Liputan6.com, Purbalingga – Dua film dokumenter berlatar peristiwa PKI 1965 diputar di markas besar Cinema Lovers Community Purbalingga. Pemutaran tersebut digelar dalam rangka peringatan Hari HAM Internasional.
Film pertama berjudul Masean Messages besutan sutradara Dwitra J Ariana berdurasi 70 menit. Film itu berkisah tentang korban pembantaian 65 yang terus menghantui penduduk Banjar Masean, Desa Batuagung, Bali, yang juga dikenal sebagai bekas kuburan massal anggota PKI.
"Arwah mereka yang tidak tenang dipercaya penduduk setempat menyebabkan 50 orang bunuh diri tanpa sebab," kata Dwitra, sutradara film, Senin malam, 12 Desember 2016.
Ia menjelaskan, selama berpuluh tahun penduduk setempat diteror oleh bermacam peristiwa gaib. Hantu sering menampakkan diri dan bermacam kejadian aneh sering terjadi.
Berdasarkan petunjuk tetua adat setempat, kuburan massal korban tragedi '65 harus digali dan diupacarai dengan layak. "Pro kontra terjadi namun akhirnya Desa Adat sepakat, upacara harus dibuat," kata dia.
Berikutnya, film kedua yang diputar berjudul Luka di Tanah Merah besutan sutradara Bowo Leksono. Produksi keroyokan yang melibatkan AJI Kota Purwokerto, Cinema Lovers Community Purbalingga dan Serikat Tani Mandiri Cilacap ini mengisahkan perampasan lahan petani yang sebelumnya dituduh anggota Partai Komunis Indonesia (PKI).
"Dari film ini kita bisa belajar sejarah dari pelaku langsung, mereka yang selama ini memperjuangkan tanahnya kembali," kata Ridlo Susanto, Koordinasi Divisi Advokasi AJI Purwokerto.
Baca Juga
Film itu berkisah tentang sejarah tanah trukah yang belakangan dirampas oleh negara. Tanah trukah merupakan tanah yang dibuka oleh petani pada 1937 saat era pendudukan Belanda.
Setelah menjadi perkampungan, tanah mereka dirampas. Mereka terusir dari tanah mereka sendiri. Pengusiran tersebut pun menggunakan dalih dan motif yang sama yakni dituduh menjadi anggota partai terlarang.
Ridlo mengatakan, melalui film ini AJI Purwokerto hendak meluruskan sejarah yang selama ini telah ditafsirkan serampangan oleh penguasa. Film yang diproduksi berbulan-bulan itu diikhtiarkan untuk menggugat penguasa bahwa pelanggaran HAM masa lalu, tidak hanya meninggalkan luka bagi mereka yang sudah tiada, tapi anak cucu mereka yang kini masih hidup.

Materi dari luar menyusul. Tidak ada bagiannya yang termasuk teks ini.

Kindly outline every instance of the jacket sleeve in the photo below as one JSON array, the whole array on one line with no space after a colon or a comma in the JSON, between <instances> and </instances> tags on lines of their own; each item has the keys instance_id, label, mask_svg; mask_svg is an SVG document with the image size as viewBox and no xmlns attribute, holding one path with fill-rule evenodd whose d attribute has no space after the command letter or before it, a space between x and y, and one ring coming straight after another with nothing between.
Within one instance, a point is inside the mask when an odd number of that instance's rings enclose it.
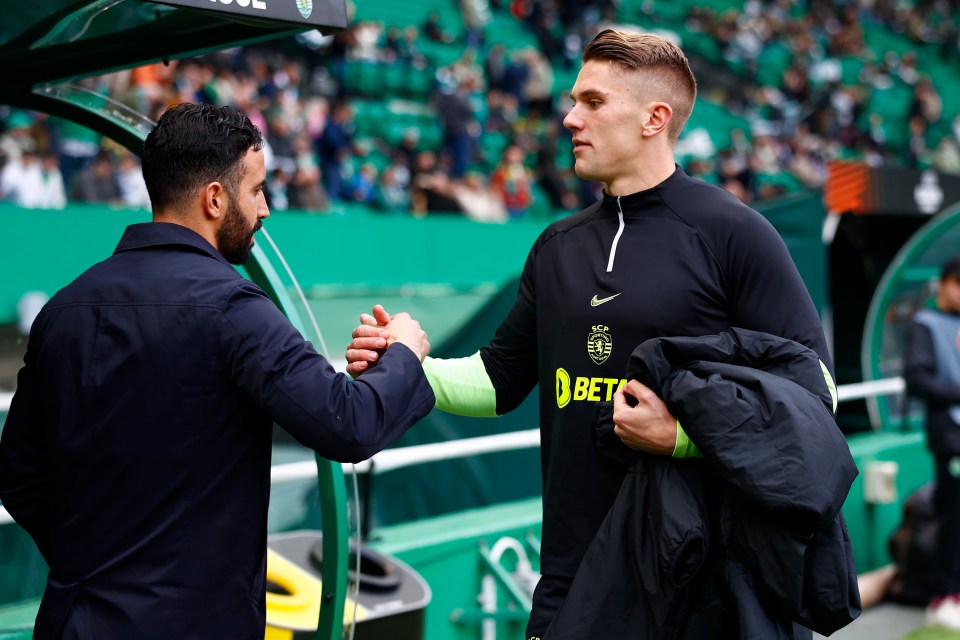
<instances>
[{"instance_id":1,"label":"jacket sleeve","mask_svg":"<svg viewBox=\"0 0 960 640\"><path fill-rule=\"evenodd\" d=\"M931 404L960 403L960 386L937 376L937 352L930 329L914 322L907 333L903 377L907 393Z\"/></svg>"},{"instance_id":2,"label":"jacket sleeve","mask_svg":"<svg viewBox=\"0 0 960 640\"><path fill-rule=\"evenodd\" d=\"M238 285L224 306L221 339L240 388L331 460L366 460L433 409L423 367L406 346L391 345L376 368L350 380L250 283Z\"/></svg>"},{"instance_id":3,"label":"jacket sleeve","mask_svg":"<svg viewBox=\"0 0 960 640\"><path fill-rule=\"evenodd\" d=\"M725 275L734 327L813 349L833 374L820 316L783 238L766 218L744 216L728 229Z\"/></svg>"},{"instance_id":4,"label":"jacket sleeve","mask_svg":"<svg viewBox=\"0 0 960 640\"><path fill-rule=\"evenodd\" d=\"M497 415L520 406L539 377L537 361L536 247L520 276L517 300L490 344L480 350L497 393Z\"/></svg>"},{"instance_id":5,"label":"jacket sleeve","mask_svg":"<svg viewBox=\"0 0 960 640\"><path fill-rule=\"evenodd\" d=\"M50 534L50 454L36 406L31 359L28 348L0 437L0 501L46 557Z\"/></svg>"}]
</instances>

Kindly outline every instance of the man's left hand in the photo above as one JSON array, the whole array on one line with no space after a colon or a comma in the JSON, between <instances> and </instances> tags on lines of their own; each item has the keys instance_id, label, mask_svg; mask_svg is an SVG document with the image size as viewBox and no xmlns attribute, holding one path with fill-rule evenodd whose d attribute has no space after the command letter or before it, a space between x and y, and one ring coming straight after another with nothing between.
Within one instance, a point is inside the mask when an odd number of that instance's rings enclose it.
<instances>
[{"instance_id":1,"label":"man's left hand","mask_svg":"<svg viewBox=\"0 0 960 640\"><path fill-rule=\"evenodd\" d=\"M636 399L631 407L627 396ZM673 455L677 446L677 419L649 387L630 380L613 396L613 432L631 449Z\"/></svg>"}]
</instances>

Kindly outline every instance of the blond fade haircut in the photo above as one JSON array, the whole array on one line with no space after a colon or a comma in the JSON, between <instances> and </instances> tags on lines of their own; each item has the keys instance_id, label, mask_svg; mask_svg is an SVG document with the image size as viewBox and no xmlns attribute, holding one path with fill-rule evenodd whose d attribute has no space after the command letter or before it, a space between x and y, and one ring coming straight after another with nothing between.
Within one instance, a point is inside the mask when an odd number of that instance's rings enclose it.
<instances>
[{"instance_id":1,"label":"blond fade haircut","mask_svg":"<svg viewBox=\"0 0 960 640\"><path fill-rule=\"evenodd\" d=\"M677 141L697 99L697 79L680 47L650 33L606 29L587 45L581 60L611 62L624 71L648 72L659 89L652 97L673 109L667 135Z\"/></svg>"}]
</instances>

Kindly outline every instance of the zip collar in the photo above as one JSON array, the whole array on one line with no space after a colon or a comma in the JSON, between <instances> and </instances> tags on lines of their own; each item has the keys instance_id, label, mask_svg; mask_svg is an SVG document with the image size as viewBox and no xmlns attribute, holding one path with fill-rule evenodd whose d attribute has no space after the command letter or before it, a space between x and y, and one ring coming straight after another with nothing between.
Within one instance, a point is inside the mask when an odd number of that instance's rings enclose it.
<instances>
[{"instance_id":1,"label":"zip collar","mask_svg":"<svg viewBox=\"0 0 960 640\"><path fill-rule=\"evenodd\" d=\"M604 196L606 198L606 196ZM613 261L617 257L617 245L620 244L620 236L623 235L623 209L620 207L620 196L617 196L617 219L620 224L617 227L617 234L613 236L613 244L610 245L610 258L607 260L607 273L613 272Z\"/></svg>"},{"instance_id":2,"label":"zip collar","mask_svg":"<svg viewBox=\"0 0 960 640\"><path fill-rule=\"evenodd\" d=\"M611 215L621 213L626 218L642 215L648 207L662 204L661 196L664 191L681 187L683 182L687 180L689 180L687 174L679 166L676 166L669 178L649 189L625 196L611 196L604 191L601 206L605 212Z\"/></svg>"},{"instance_id":3,"label":"zip collar","mask_svg":"<svg viewBox=\"0 0 960 640\"><path fill-rule=\"evenodd\" d=\"M676 166L676 165L675 165ZM670 175L669 178L649 189L643 191L638 191L637 193L631 193L626 196L611 196L607 192L603 193L603 203L601 204L604 211L617 214L617 233L613 236L613 241L610 243L610 257L607 259L607 273L613 272L613 264L617 258L617 245L620 244L620 237L623 235L623 229L626 226L624 218L629 218L631 216L643 215L648 207L655 206L660 204L660 194L664 189L670 188L673 184L679 184L679 180L686 177L686 174L683 170L676 166L674 172ZM624 213L626 211L626 214Z\"/></svg>"}]
</instances>

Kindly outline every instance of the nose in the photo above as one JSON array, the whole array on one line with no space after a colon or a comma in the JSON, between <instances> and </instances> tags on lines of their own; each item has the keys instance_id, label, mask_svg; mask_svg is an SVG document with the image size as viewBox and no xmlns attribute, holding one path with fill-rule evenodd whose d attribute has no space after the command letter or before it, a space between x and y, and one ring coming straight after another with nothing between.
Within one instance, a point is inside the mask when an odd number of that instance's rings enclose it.
<instances>
[{"instance_id":1,"label":"nose","mask_svg":"<svg viewBox=\"0 0 960 640\"><path fill-rule=\"evenodd\" d=\"M576 106L570 107L570 111L568 111L567 115L564 116L563 126L566 127L567 129L570 129L570 131L576 131L577 129L581 128L582 123L580 122L580 118L577 115Z\"/></svg>"},{"instance_id":2,"label":"nose","mask_svg":"<svg viewBox=\"0 0 960 640\"><path fill-rule=\"evenodd\" d=\"M262 220L270 217L270 207L267 206L267 196L260 192L260 201L257 203L257 218Z\"/></svg>"}]
</instances>

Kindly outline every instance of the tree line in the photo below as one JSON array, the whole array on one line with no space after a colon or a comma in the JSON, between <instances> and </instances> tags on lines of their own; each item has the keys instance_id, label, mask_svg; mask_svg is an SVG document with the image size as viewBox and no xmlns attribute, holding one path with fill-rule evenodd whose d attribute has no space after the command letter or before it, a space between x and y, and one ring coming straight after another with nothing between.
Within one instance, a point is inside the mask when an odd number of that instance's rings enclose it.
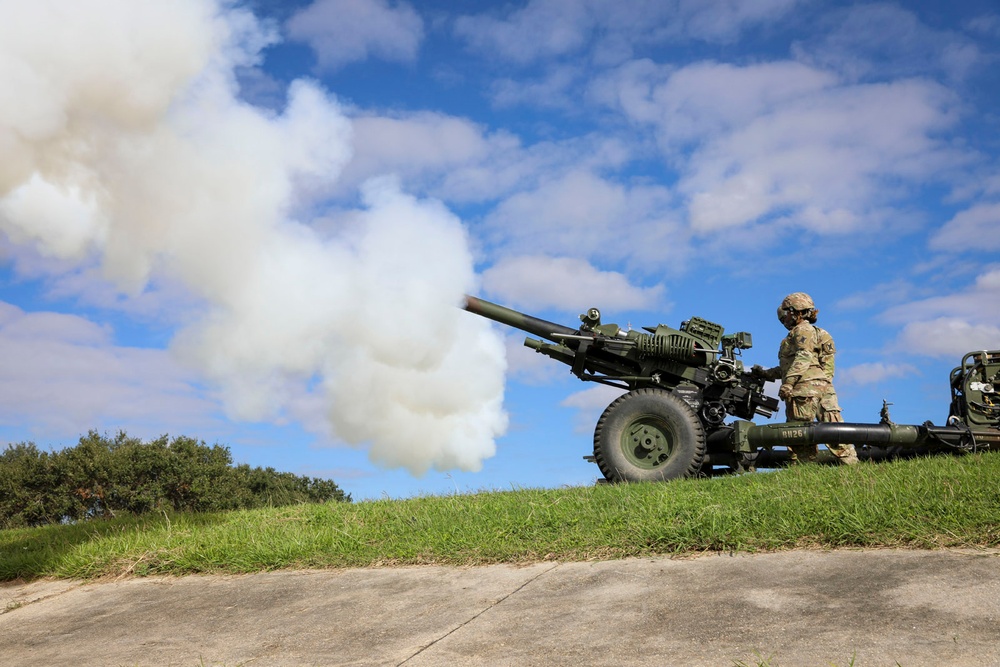
<instances>
[{"instance_id":1,"label":"tree line","mask_svg":"<svg viewBox=\"0 0 1000 667\"><path fill-rule=\"evenodd\" d=\"M331 480L234 466L228 447L185 436L142 442L91 431L60 451L27 442L0 454L0 529L350 500Z\"/></svg>"}]
</instances>

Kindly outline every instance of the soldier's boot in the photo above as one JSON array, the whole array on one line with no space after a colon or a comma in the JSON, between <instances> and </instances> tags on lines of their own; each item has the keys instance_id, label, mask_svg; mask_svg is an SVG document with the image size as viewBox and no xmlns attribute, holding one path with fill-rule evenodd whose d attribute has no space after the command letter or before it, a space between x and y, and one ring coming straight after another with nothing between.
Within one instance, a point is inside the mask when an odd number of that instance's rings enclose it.
<instances>
[{"instance_id":1,"label":"soldier's boot","mask_svg":"<svg viewBox=\"0 0 1000 667\"><path fill-rule=\"evenodd\" d=\"M788 451L791 453L791 465L797 463L815 463L816 447L809 445L790 445Z\"/></svg>"},{"instance_id":2,"label":"soldier's boot","mask_svg":"<svg viewBox=\"0 0 1000 667\"><path fill-rule=\"evenodd\" d=\"M854 445L843 445L830 450L837 457L840 465L853 466L858 464L858 453Z\"/></svg>"}]
</instances>

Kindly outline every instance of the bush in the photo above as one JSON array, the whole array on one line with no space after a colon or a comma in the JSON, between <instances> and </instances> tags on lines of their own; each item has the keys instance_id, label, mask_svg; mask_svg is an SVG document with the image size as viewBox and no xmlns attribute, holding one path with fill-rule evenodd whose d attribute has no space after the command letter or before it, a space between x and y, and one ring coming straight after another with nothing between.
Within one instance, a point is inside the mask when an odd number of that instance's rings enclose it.
<instances>
[{"instance_id":1,"label":"bush","mask_svg":"<svg viewBox=\"0 0 1000 667\"><path fill-rule=\"evenodd\" d=\"M10 445L0 454L0 528L54 523L71 505L52 454L32 443Z\"/></svg>"},{"instance_id":2,"label":"bush","mask_svg":"<svg viewBox=\"0 0 1000 667\"><path fill-rule=\"evenodd\" d=\"M331 480L232 462L228 447L184 436L144 443L91 431L54 453L9 445L0 454L0 528L351 500Z\"/></svg>"}]
</instances>

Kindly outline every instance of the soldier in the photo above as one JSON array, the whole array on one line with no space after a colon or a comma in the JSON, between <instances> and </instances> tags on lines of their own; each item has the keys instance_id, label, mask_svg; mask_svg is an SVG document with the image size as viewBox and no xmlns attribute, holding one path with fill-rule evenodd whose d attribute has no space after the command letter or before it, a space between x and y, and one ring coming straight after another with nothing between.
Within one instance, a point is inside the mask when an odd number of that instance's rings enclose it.
<instances>
[{"instance_id":1,"label":"soldier","mask_svg":"<svg viewBox=\"0 0 1000 667\"><path fill-rule=\"evenodd\" d=\"M754 366L752 371L768 380L781 380L778 398L785 401L788 421L842 422L837 392L833 388L834 353L836 348L829 333L813 326L819 311L812 297L795 292L785 297L778 308L778 319L788 335L778 349L778 365L765 369ZM858 462L854 445L827 445L841 463ZM816 459L816 445L794 445L789 449L792 462Z\"/></svg>"}]
</instances>

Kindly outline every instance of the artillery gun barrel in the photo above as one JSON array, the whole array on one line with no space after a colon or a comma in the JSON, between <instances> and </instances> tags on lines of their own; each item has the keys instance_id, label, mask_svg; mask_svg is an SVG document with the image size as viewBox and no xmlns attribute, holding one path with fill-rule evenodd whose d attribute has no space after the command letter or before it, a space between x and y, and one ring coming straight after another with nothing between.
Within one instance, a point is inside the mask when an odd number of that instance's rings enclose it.
<instances>
[{"instance_id":1,"label":"artillery gun barrel","mask_svg":"<svg viewBox=\"0 0 1000 667\"><path fill-rule=\"evenodd\" d=\"M493 320L494 322L506 324L509 327L514 327L515 329L520 329L521 331L525 331L535 336L540 336L546 340L551 340L554 343L562 342L559 338L560 336L565 339L571 336L577 336L580 333L577 329L570 329L569 327L561 324L532 317L531 315L525 315L524 313L519 313L516 310L504 308L503 306L499 306L495 303L491 303L485 299L480 299L474 296L465 297L465 310L470 313L475 313L481 317L485 317L486 319Z\"/></svg>"}]
</instances>

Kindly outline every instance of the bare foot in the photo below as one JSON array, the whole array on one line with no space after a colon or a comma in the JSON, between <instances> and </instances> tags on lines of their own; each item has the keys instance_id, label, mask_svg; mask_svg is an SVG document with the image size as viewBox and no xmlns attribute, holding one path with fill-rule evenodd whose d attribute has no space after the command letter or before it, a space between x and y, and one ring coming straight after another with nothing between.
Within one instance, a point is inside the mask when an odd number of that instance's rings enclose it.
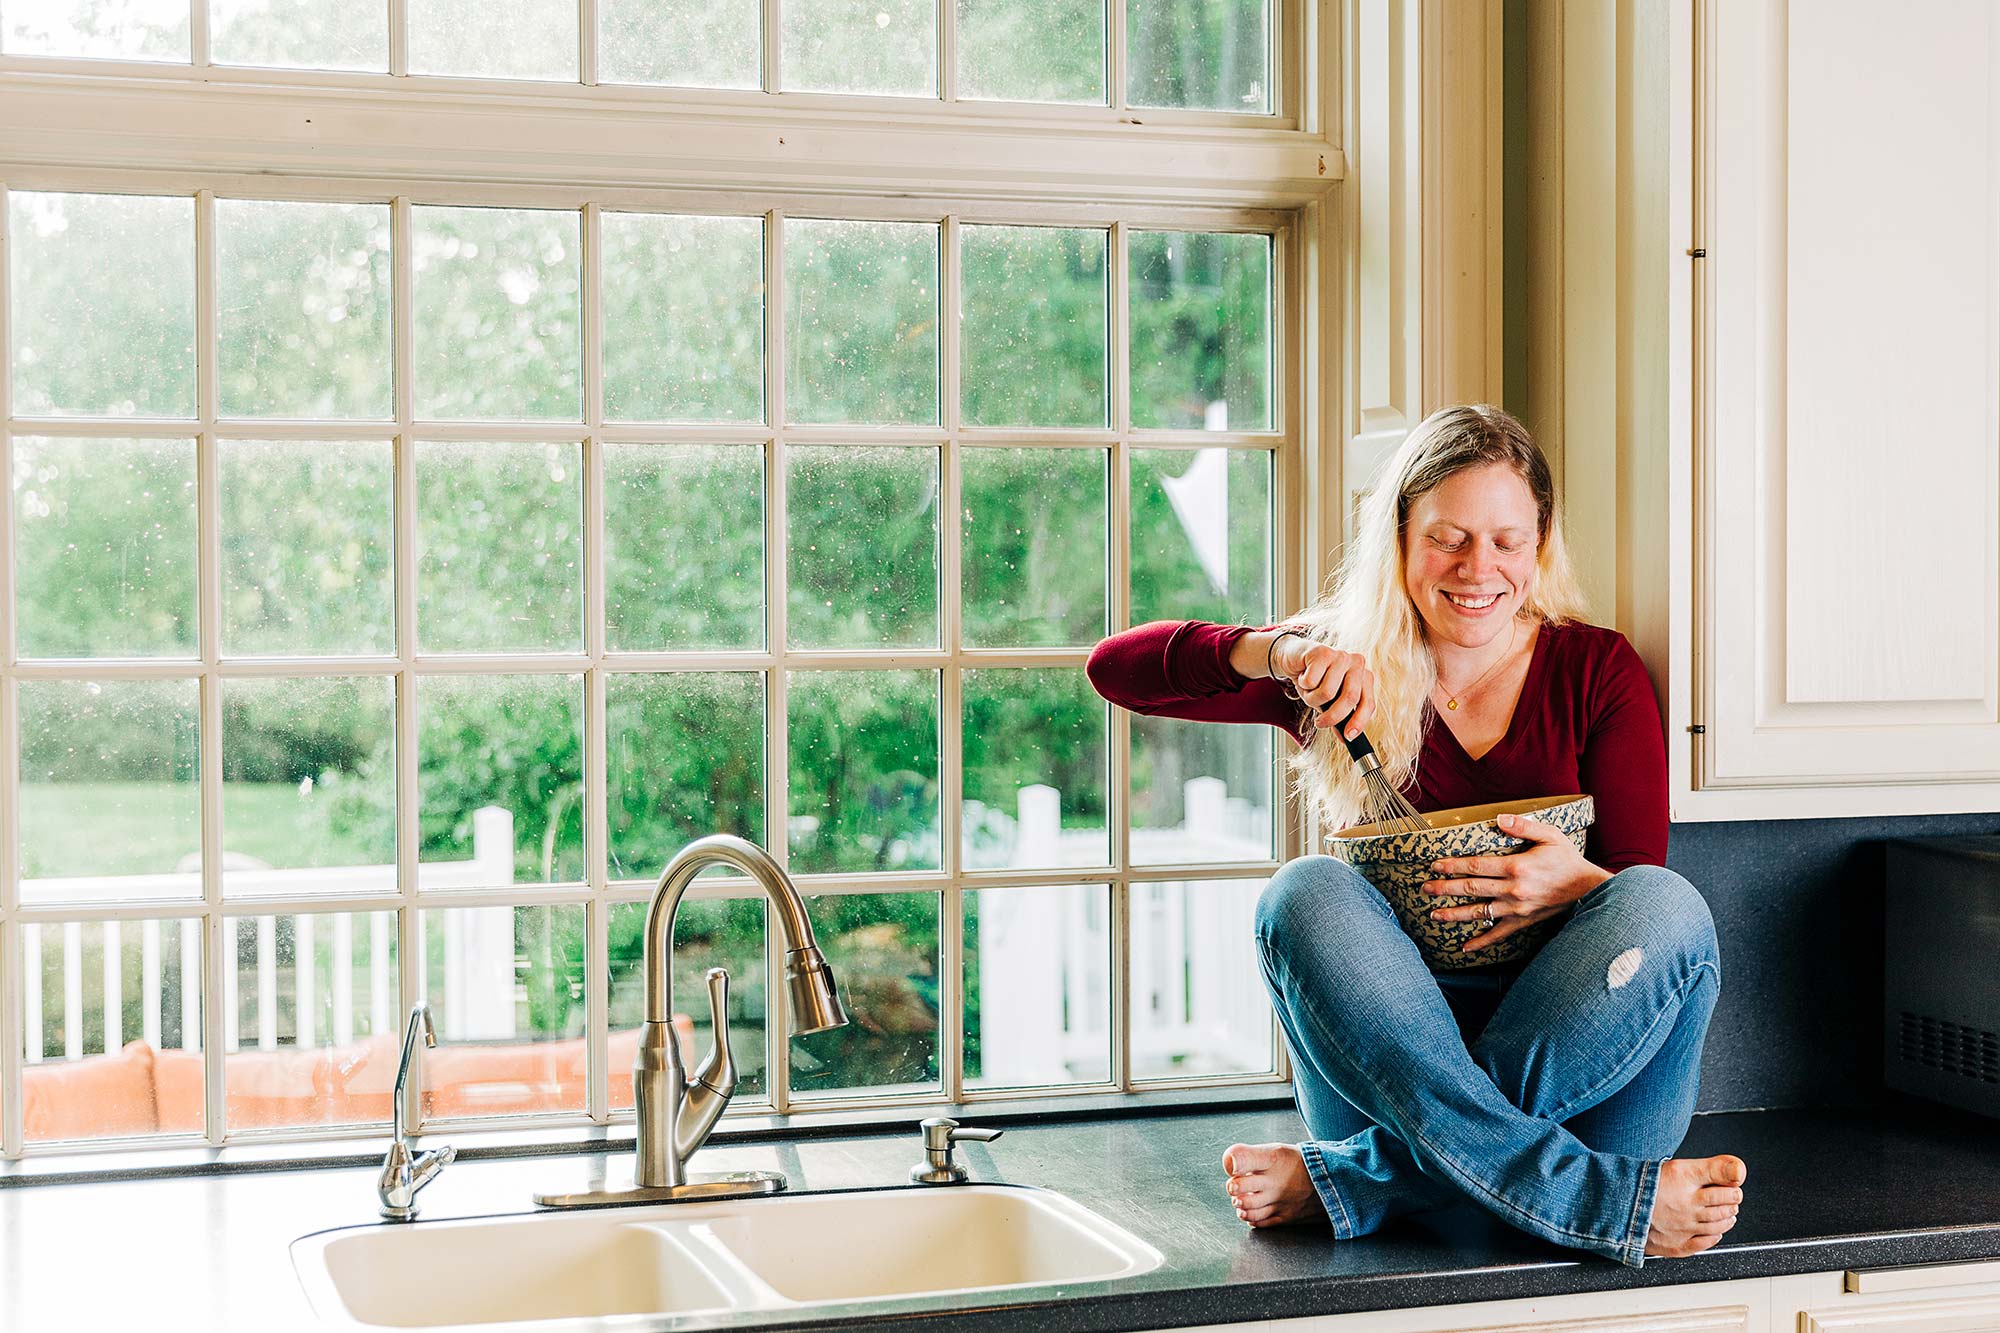
<instances>
[{"instance_id":1,"label":"bare foot","mask_svg":"<svg viewBox=\"0 0 2000 1333\"><path fill-rule=\"evenodd\" d=\"M1750 1168L1740 1157L1676 1157L1660 1166L1646 1253L1679 1259L1699 1254L1736 1225Z\"/></svg>"},{"instance_id":2,"label":"bare foot","mask_svg":"<svg viewBox=\"0 0 2000 1333\"><path fill-rule=\"evenodd\" d=\"M1289 1143L1238 1143L1222 1154L1229 1173L1229 1201L1253 1227L1323 1222L1326 1205L1306 1174L1306 1159Z\"/></svg>"}]
</instances>

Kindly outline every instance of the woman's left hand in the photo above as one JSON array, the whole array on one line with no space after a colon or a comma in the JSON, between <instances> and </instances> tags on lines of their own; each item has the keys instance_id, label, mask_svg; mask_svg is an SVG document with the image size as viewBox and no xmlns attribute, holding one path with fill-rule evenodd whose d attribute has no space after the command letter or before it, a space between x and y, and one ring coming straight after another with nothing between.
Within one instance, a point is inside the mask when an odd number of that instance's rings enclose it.
<instances>
[{"instance_id":1,"label":"woman's left hand","mask_svg":"<svg viewBox=\"0 0 2000 1333\"><path fill-rule=\"evenodd\" d=\"M1447 857L1434 862L1431 873L1462 878L1433 879L1424 885L1429 894L1492 900L1492 928L1467 940L1467 951L1498 944L1516 931L1548 920L1611 878L1610 871L1584 860L1576 844L1553 824L1525 815L1502 815L1497 822L1502 833L1525 838L1528 846L1507 856ZM1484 921L1486 904L1440 907L1431 917Z\"/></svg>"}]
</instances>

"Ada pelanggaran HAM masa lalu yang harus diselesaikan bukan hanya sekedar retorika," kata dia menegaskan.
Konflik Agraria
Anggota AJI Purwokerto, kata dia, sudah bertahun-tahun melakukan riset tentang konflik agraria ini. Dengan produksi film ini, kata dia, diharapkan apa yang menjadi hak ribuan petani yang terusir dari tanahnya bisa direbut kembali.
Bowo Leksono, sang sutradara mengatakan pemutaran film ini dibarengkan dengan peringatan Hari HAM Internasional. "Generasi muda harus paham tentang sejarah dan kebenaran. Kebenaran itu bisa ditemukan dengan bertemu langsung dengan saksi-saksinya," kata dia.
Ia mengatakan, setidaknya butuh waktu sekitar lima tahun untuk merekam secara utuh peristiwa 65 di Cilacap. Menurut dia, ada banyak kisah yang bisa didapat di lokasi itu. "Kebanyakan saksi sejarah sudah tua, kalau tidak segera didokumentasikan khawatirnya mereka tiada terlebih dahulu," ujar Bowo.
Film yang diproduksi dengan anggaran saweran ini, menurut Ketua Serikat Tani Mandiri, Sugeng Petrus bisa menjadi pelajaran bagi anak cucu kelak. "Meski saya sudah berulangkali dituduh sebagai antek PKI gaya baru, tapi bukan berarti perjuangan untuk merebut tanah leluhur kami kembali bisa surut," kata Sugeng.
Ia mengatakan, belasan ribu hektare lahan pertanian milik petani yang puluhan tahun dirampas negara harus dikembalikan. "Kami hanya menuntut hak kami kembali, tidak yang lain," ujar Sugeng.